Молчи, скрывайся и таи
И чувства и мечты свои…
потому как:
Поймет ли он, чем ты живешь?
Мысль изреченная есть ложь.
 
   И пуще всего она опасалась обмана и ненавидела ложь под любым предлогом. А Евгений ей вчера солгал, и это ее оскорбляло. «Только ли вчера?» — спрашивала она саму себя, но вместо ответа возникали сомнения. Она чувствовала, как незаметно, невидимо между ней и мужем появилось незримое, неуловимое отчуждение, образовался тот душевный холодок, от которого постепенно умирают чистые и светлые чувства супружеских, да и вообще человеческих отношений.

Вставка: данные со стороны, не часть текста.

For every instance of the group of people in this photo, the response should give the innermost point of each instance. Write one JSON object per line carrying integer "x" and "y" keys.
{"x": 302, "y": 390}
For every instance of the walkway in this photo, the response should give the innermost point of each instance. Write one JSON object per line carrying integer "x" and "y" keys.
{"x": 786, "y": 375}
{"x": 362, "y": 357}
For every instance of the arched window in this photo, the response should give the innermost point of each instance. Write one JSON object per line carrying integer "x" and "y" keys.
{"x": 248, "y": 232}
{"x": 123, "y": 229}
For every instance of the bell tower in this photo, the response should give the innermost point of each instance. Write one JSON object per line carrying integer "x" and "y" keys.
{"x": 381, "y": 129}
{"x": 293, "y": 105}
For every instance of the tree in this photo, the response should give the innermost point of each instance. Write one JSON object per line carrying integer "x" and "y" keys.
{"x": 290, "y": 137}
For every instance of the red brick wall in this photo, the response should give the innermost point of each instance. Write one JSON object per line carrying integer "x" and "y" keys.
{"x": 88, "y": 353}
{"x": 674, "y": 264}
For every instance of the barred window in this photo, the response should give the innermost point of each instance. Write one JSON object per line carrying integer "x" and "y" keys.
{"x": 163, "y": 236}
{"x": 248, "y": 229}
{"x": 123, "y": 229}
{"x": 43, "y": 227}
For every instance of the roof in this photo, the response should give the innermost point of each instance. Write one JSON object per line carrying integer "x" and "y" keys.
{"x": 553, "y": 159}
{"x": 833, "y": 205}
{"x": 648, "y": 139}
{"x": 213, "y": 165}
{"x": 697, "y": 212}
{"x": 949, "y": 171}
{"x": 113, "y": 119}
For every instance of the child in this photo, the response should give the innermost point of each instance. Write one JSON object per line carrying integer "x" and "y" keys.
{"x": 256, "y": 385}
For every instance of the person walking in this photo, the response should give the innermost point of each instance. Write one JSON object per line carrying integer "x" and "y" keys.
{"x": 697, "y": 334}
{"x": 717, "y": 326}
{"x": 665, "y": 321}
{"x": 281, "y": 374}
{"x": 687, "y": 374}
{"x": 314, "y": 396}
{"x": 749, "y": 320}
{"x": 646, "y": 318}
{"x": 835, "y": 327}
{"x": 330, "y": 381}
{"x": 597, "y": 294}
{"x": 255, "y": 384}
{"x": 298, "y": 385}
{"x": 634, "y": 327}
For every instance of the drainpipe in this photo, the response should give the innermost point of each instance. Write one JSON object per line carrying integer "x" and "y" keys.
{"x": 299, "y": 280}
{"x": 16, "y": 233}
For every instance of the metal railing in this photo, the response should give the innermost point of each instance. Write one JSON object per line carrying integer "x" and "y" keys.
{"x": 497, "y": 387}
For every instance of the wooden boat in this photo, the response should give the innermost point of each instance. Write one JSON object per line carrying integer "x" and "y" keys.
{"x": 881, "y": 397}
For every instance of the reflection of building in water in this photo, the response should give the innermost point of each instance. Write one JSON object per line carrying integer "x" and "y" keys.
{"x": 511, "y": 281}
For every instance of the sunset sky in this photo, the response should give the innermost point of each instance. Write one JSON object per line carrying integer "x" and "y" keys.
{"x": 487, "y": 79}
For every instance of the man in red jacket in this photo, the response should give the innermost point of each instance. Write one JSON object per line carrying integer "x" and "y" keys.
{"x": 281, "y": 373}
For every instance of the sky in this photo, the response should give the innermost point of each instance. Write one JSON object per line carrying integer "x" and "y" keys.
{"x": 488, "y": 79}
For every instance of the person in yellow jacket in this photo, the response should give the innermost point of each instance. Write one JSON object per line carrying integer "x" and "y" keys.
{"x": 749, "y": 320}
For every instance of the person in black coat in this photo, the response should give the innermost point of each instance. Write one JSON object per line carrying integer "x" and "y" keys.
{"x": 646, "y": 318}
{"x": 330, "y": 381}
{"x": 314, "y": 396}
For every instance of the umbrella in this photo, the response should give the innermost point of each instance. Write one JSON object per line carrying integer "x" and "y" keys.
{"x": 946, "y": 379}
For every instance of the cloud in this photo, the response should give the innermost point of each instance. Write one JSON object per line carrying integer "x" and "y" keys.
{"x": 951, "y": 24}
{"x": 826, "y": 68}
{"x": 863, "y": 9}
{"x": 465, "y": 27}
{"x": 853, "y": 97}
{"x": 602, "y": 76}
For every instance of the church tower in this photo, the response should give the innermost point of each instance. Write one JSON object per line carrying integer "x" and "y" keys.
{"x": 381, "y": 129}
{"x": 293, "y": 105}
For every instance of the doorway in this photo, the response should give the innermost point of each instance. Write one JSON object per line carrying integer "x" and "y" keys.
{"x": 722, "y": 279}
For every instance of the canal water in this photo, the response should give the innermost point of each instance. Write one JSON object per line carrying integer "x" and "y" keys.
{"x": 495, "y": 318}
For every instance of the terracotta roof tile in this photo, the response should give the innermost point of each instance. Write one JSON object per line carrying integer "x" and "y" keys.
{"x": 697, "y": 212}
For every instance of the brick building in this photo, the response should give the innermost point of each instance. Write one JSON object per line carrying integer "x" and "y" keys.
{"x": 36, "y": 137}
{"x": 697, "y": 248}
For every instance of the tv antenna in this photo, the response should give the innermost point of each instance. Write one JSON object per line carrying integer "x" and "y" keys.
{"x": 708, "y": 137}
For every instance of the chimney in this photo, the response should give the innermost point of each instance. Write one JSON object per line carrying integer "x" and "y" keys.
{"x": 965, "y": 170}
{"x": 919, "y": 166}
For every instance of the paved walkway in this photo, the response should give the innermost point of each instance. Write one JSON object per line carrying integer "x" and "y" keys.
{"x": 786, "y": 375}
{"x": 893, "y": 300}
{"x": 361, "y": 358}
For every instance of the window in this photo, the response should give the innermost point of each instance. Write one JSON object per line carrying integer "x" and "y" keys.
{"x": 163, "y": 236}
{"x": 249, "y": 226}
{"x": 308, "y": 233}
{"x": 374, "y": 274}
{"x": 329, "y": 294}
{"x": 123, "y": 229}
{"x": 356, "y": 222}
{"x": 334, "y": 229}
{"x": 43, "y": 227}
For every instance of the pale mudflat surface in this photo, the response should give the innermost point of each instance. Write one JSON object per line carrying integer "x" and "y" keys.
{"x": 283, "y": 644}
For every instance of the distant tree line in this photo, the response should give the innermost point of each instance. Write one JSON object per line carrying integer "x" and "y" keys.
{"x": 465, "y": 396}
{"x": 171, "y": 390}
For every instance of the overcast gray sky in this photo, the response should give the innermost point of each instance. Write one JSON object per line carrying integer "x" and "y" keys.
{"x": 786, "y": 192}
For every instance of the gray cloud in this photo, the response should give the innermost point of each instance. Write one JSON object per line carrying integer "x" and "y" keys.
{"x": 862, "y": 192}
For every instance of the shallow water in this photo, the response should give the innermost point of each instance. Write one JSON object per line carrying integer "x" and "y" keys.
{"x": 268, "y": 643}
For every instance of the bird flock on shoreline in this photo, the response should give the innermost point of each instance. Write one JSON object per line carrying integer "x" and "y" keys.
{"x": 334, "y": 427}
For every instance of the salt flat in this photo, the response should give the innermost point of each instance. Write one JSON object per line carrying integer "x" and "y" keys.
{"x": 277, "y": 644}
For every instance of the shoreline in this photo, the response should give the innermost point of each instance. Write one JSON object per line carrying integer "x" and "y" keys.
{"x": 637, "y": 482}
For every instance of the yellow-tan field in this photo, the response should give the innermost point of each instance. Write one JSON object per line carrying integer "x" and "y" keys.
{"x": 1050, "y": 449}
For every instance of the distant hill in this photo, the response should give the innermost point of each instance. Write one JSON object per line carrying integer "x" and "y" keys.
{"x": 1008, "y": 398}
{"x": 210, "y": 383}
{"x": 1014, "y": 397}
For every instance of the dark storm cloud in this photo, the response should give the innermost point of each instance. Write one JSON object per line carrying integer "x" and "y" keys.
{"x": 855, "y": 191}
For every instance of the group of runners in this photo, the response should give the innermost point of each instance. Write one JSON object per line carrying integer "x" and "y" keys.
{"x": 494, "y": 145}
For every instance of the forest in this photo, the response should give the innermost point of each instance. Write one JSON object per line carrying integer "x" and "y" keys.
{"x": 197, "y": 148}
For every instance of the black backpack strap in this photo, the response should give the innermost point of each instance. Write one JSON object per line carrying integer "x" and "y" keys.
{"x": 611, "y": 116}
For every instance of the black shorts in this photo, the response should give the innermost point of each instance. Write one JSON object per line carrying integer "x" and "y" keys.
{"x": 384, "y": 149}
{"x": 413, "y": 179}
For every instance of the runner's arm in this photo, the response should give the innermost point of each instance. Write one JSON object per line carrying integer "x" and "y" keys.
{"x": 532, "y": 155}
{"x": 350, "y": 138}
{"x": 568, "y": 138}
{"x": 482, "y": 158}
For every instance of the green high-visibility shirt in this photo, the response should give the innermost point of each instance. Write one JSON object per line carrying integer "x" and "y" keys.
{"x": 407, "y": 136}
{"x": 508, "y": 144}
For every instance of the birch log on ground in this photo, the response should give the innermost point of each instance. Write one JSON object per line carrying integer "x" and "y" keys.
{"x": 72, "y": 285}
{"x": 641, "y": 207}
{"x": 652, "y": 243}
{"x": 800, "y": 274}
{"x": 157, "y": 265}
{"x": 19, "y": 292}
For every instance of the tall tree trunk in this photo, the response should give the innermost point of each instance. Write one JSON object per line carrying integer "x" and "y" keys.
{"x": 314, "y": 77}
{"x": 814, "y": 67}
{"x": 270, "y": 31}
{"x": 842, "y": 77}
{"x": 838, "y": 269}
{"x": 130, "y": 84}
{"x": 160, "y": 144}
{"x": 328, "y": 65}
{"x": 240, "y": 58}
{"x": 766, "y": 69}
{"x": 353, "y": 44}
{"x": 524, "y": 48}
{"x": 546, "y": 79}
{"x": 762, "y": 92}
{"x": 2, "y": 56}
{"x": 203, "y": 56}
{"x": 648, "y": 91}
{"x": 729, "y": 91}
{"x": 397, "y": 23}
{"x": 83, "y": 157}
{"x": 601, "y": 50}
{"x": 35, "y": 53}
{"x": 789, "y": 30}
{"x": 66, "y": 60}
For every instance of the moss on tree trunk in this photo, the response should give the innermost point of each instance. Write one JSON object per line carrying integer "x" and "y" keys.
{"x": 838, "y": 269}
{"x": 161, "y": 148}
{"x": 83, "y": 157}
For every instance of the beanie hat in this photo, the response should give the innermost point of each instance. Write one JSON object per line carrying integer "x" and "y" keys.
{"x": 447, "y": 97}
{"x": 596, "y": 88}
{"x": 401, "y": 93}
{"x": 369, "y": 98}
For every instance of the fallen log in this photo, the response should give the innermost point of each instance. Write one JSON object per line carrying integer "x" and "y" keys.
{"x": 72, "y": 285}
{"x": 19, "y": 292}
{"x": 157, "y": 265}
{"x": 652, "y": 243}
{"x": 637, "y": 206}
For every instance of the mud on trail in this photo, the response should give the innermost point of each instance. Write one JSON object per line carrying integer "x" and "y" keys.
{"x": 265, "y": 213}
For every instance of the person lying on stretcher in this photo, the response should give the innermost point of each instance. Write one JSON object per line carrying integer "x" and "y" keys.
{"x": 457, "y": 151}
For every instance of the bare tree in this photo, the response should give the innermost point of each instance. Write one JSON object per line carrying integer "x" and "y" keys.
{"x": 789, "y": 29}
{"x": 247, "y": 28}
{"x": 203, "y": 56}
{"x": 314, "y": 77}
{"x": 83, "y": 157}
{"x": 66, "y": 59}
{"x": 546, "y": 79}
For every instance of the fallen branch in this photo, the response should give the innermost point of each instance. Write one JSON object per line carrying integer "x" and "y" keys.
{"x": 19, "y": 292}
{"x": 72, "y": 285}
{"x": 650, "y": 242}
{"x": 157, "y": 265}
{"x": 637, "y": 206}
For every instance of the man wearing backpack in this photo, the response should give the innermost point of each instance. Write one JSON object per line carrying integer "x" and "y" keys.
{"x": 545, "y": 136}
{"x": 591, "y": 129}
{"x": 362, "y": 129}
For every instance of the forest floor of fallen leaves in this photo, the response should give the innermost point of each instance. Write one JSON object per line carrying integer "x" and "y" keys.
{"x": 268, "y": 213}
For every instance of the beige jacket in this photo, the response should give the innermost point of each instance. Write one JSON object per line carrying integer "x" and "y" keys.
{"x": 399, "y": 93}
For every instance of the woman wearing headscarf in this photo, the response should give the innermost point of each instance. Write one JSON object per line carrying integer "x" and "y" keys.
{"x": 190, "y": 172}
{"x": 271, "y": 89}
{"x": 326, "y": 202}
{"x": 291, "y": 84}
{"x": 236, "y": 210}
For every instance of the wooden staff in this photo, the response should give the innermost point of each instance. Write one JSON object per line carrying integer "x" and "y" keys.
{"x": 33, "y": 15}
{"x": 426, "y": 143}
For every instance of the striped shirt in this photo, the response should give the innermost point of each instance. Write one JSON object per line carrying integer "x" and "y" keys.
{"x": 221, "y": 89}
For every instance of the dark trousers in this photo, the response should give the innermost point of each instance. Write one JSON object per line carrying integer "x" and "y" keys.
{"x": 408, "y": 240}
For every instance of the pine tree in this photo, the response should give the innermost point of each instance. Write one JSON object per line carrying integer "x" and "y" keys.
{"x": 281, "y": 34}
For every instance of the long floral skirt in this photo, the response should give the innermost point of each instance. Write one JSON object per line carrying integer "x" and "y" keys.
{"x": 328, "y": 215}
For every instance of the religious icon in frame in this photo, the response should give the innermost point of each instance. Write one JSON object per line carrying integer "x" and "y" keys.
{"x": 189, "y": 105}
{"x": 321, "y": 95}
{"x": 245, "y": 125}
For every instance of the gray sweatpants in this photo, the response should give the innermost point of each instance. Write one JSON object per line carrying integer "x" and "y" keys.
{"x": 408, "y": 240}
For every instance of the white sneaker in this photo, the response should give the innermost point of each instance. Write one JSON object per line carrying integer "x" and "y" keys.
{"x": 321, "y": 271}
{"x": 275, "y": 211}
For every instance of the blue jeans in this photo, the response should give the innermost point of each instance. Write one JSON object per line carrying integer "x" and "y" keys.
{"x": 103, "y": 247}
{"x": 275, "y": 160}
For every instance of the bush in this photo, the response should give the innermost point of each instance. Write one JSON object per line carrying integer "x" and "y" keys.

   Таня хорошо знала Женю Соколова в недавнем прошлом. А знает ли она настоящего, сегодняшнего Евгения Соколова, преуспевающего предпринимателя-банкира? Впервые она задала сегодня себе этот вопрос. И отвечая на него, нашла много нового, не присущего Евгению прежде, и удивилась, как это раньше видя эти перемены в его характере, она не придавала им особого значения, оправдывая это бизнесом, желанием как можно больше накопить, при том любой ценой. Бизнес не признает нравственных ограничений, он основан на принципе вседозволенности.
   — Вседозволенность, — вслух произнесла Таня и мысленно добавила: «А как же этика, мораль?»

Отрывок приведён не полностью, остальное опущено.